Although it's tempting to link user fees with privatization, that's not really the issue in the U.S. FAA Administrator Marion Blakey has repeatedly said that privatization is not on the table for the U.S.'s airspace system. That's not to say that parts of it might not be contracted out, similar to the flight service station transition that is under way, but the fundamental control over airspace management will, as far as we can tell, rest with the U.S. federal government for the foreseeable future.
That, however, doesn't mean there won't be user fees and there's the rub.
Congress and the administration are clearly fed up with the way the FAA does business and you can hardly blame them. There have been billions of dollars wasted. The FAA has been told to clean up its act and the best way to get any bureaucracy's attention is to limit, and scrutinize, funding.
What GA groups are afraid will happen is that the FAA will take the easy way out and simply create new fees to overcome its huge funding difficulties.
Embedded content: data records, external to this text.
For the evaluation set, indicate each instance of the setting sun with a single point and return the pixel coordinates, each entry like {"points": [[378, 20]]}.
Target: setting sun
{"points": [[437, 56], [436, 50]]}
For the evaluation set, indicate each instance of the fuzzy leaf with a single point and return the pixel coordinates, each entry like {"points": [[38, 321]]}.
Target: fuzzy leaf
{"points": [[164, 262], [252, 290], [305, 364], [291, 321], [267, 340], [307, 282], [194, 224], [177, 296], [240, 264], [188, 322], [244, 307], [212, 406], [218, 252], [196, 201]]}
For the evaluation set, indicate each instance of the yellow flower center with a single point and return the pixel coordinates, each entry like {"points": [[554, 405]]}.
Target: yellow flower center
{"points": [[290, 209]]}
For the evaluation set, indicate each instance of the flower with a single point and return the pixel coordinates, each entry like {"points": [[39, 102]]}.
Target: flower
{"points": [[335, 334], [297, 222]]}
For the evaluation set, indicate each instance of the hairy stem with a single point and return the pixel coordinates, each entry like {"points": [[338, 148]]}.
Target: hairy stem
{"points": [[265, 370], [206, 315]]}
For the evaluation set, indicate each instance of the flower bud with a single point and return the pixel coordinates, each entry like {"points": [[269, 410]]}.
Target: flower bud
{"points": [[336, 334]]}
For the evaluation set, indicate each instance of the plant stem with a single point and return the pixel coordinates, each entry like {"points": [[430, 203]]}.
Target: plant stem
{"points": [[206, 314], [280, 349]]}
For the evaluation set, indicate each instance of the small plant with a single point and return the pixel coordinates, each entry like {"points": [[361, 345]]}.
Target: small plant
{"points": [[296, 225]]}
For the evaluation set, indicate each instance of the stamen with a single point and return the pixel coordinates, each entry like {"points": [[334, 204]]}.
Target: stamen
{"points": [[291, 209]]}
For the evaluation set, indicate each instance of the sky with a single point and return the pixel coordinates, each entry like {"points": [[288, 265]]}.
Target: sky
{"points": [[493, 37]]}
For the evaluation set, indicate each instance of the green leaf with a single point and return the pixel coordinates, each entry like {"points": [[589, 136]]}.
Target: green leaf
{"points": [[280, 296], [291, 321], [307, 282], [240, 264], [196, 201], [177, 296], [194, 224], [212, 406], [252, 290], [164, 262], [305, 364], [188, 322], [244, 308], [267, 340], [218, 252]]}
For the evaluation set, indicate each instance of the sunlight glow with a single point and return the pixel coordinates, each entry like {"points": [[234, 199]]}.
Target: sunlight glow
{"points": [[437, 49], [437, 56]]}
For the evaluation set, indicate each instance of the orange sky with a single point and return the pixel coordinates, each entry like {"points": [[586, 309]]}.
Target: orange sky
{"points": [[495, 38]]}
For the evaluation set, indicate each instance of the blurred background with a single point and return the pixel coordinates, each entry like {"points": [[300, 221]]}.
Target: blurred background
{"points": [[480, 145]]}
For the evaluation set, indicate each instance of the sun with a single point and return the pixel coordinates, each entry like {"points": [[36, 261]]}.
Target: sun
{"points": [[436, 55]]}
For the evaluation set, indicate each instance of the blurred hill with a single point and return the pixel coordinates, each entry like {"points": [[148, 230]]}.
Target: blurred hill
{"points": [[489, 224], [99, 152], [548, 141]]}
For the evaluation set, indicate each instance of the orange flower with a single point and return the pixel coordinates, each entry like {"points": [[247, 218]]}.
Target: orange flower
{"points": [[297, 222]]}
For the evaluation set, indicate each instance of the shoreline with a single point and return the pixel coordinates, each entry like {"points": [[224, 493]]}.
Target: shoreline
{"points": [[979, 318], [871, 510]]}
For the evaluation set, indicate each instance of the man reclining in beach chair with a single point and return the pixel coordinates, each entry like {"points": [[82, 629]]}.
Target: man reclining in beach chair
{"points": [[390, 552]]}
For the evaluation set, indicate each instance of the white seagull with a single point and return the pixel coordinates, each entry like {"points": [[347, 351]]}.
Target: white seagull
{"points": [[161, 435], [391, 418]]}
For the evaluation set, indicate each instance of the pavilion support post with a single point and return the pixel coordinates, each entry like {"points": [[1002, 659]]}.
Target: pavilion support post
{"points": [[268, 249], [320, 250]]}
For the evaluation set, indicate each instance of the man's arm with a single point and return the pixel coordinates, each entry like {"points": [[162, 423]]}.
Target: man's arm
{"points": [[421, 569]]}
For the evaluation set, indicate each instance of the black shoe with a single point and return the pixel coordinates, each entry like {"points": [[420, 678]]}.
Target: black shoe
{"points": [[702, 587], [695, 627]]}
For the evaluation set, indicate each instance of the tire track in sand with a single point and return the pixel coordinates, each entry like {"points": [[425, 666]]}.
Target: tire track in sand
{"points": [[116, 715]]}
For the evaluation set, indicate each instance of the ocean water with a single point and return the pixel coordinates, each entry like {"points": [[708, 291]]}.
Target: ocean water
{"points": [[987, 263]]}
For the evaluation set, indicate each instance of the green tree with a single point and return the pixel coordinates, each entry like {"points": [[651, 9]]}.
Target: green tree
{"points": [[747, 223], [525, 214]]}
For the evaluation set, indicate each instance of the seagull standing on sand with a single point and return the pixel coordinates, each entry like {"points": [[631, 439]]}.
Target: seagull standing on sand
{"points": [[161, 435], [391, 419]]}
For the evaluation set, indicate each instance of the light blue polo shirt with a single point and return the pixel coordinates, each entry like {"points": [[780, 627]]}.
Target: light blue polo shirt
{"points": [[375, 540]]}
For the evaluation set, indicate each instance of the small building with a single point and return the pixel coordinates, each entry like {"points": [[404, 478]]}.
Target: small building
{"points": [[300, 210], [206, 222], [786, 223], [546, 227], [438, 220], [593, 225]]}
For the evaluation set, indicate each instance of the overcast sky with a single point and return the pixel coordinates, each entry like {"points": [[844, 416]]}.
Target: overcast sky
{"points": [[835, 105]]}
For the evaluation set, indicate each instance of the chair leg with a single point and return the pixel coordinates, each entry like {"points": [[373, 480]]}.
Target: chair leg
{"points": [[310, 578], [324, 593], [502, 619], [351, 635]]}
The fees charged in Canada and New Zealand are token and likely don't even cover the administrative costs.
However, if the FAA decides that GA pilots have to pay their own way in a system that costs $13 billion annually, the effect could very well be devastating to GA.
You are correct that there seems to be an inevitable slide toward user fees in the U.S. and there are strong lobbies among airlines and commercial operators to have GA pay what they perceive to be it's fair share.
If every licensed pilot in the U.S. was levied the same as Canadian pilots ($58), that would amount to less than $40 million, likely less than the FAA spends on building maintenance.
The FAA's funding challenges are massive and if it expects GA to bail it out, then the doomsday scenario you dispute is not really that far-fetched.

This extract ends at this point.